Clock Tree Synthesis Currently, the way to implement digital integrated circuit design clock network is traditional clock tree synthesis techniques mostly. As the clock tree structure shown in Figure 2 ,the clock signal starting from the root node of the clock tree structure, tracing topology tree, and finally transferring to the leaf nodes , i.e., a clock input terminal of register, or other clock endpoints. Fig. 2 Clock tree structure. Clock tree structure is inserted the inverters and the buffers into the clock paths , driving by the multi-level inverters and buffers, so that can better balance the inverter delay on each clock path. This method can be very good supported and implemented by EDA tool flow, it is also widely used. Limitations of the clock tree is ,the ordinary performance of clock network, more clocks series, large clock insertion delay, not easy to control the clock skew, more sensitive on-chip variation .
Clock Mesh
Clock Mesh is divided clock domains into many grid areas. Clock signals connect to the clock mesh node through the pre-driver buffer chain , the clock leaf node units obtain the required clock signal from a nearby grid.
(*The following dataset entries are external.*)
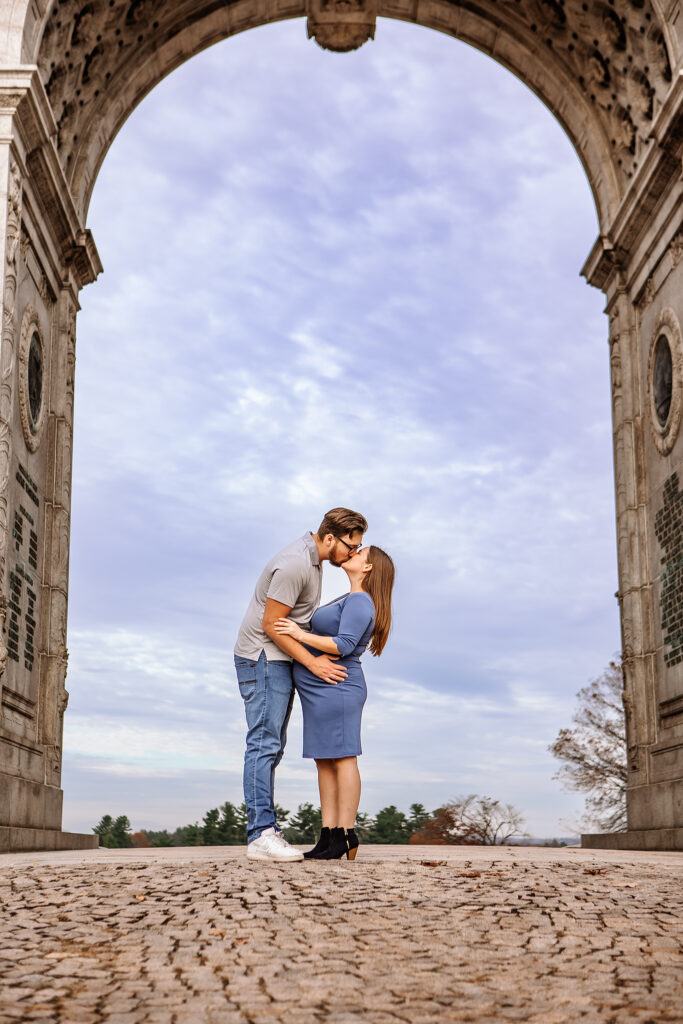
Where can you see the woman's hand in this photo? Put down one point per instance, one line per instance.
(287, 627)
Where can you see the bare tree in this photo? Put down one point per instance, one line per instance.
(471, 820)
(594, 753)
(491, 821)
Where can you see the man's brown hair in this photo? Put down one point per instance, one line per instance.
(340, 521)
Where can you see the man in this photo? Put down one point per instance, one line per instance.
(289, 587)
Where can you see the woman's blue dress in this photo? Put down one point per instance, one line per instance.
(332, 713)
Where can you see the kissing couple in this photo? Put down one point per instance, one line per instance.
(289, 642)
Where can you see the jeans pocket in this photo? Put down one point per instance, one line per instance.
(245, 669)
(247, 689)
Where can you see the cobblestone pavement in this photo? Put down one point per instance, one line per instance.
(415, 935)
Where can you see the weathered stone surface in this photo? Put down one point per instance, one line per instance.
(499, 934)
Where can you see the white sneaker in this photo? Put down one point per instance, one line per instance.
(271, 845)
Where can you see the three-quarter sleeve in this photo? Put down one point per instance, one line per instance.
(356, 615)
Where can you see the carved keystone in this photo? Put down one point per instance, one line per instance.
(341, 25)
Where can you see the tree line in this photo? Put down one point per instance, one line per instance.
(593, 760)
(470, 820)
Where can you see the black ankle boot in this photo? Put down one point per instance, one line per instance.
(321, 846)
(342, 843)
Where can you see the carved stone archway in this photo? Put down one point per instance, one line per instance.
(71, 73)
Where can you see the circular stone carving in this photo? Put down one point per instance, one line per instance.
(665, 379)
(32, 379)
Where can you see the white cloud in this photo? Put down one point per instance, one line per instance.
(356, 286)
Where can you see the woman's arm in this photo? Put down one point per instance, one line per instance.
(286, 627)
(356, 615)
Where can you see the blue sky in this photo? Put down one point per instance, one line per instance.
(339, 280)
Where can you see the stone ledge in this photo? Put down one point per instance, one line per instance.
(15, 840)
(642, 839)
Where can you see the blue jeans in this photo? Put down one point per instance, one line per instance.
(267, 691)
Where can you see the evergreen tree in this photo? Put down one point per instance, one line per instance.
(230, 825)
(114, 835)
(419, 814)
(158, 839)
(304, 826)
(211, 830)
(390, 826)
(187, 836)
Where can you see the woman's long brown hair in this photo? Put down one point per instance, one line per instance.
(379, 583)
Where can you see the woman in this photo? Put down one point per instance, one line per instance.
(332, 711)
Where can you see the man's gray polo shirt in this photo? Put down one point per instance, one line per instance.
(294, 578)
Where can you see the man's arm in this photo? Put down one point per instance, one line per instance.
(324, 667)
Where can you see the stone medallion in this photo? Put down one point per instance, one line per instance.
(665, 381)
(32, 379)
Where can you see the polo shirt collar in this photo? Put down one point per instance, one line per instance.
(312, 548)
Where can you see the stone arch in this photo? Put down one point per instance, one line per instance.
(71, 73)
(602, 69)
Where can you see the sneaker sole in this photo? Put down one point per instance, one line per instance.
(267, 856)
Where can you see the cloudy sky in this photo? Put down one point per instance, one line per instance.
(339, 280)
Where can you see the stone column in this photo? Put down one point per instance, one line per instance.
(639, 265)
(46, 259)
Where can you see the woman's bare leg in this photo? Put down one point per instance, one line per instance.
(327, 783)
(348, 792)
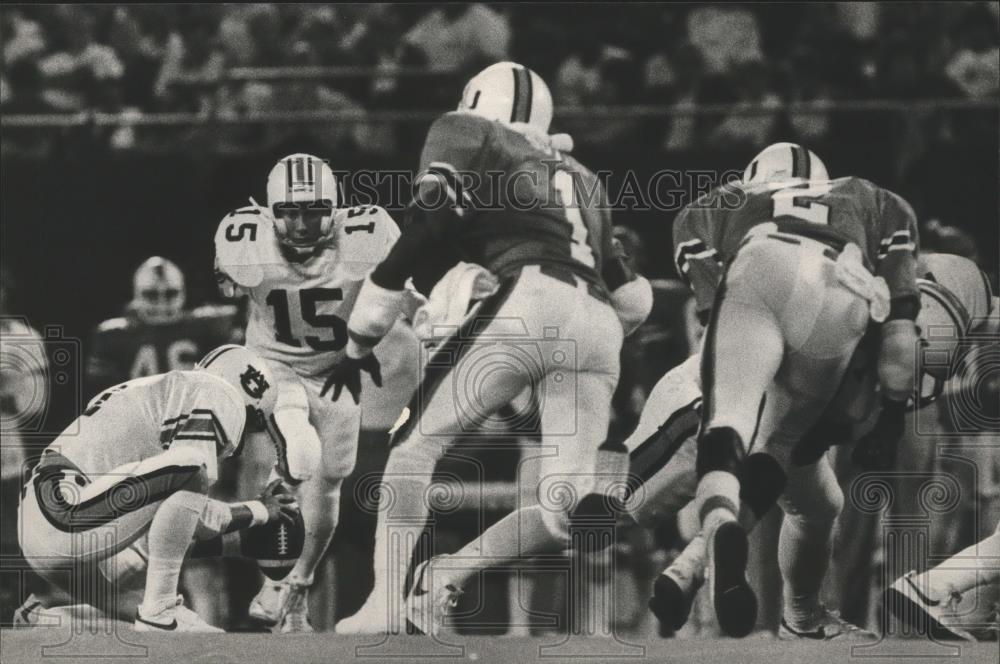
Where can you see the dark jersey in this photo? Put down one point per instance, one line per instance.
(125, 348)
(708, 233)
(498, 198)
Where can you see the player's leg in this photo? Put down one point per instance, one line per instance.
(467, 379)
(578, 473)
(932, 598)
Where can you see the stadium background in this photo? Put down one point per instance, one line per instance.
(130, 131)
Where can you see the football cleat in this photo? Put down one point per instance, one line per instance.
(176, 618)
(426, 606)
(673, 596)
(910, 603)
(830, 626)
(734, 600)
(276, 600)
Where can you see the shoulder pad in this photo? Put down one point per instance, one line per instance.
(244, 242)
(111, 324)
(214, 311)
(365, 234)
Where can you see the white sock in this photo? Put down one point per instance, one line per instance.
(319, 501)
(718, 498)
(170, 534)
(689, 567)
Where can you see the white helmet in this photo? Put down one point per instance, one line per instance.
(249, 375)
(157, 291)
(784, 161)
(302, 188)
(509, 93)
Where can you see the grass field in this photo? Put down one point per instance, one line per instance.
(56, 645)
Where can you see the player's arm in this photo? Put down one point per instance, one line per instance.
(631, 293)
(440, 204)
(697, 262)
(897, 265)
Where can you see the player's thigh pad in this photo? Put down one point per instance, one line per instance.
(65, 518)
(338, 425)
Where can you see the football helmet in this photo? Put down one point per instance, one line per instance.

Clock mesh structure shown in Figure 3 , there are the following three parts: the top level chain, a global mesh and local tree. Fig. 3 Clock mesh structure [4] . Top level chain is the cascade buffer chain from clock root to the first stage of pre-driver buffer. Clock signal starts from the clock root, through the design module boundary into the module, and then transferred to a more reasonable position inside the module by the top level chain, to generate the global mesh, which would also reduce the clock skew because of the clock root position . You can also insert clock gating and other structures in this section. Top level chain of clock mesh structure is optional.
Global mesh use two layers of metal wiring, crossing each other, in order to spread the clock signal that placed by top level chain to the whole clock domain, and well control clock skew and clock delay. Global mesh structure include of pre-drive buffers and grid lines.
Pre-drive buffer requires that driver with a large enough drive strength to ensure the drive capability. A single buffer with largest drive strength still cannot meet the requirements, so need to use multiple buffers to drive global clock grid in parallel. In order to withstand the current of a plurality of parallel drive, it requires multi-widths, multi-pitchs metal wiring. The branch connected to the trunk through the vias, also requires multi-widths, multi-pitchs metal wiring.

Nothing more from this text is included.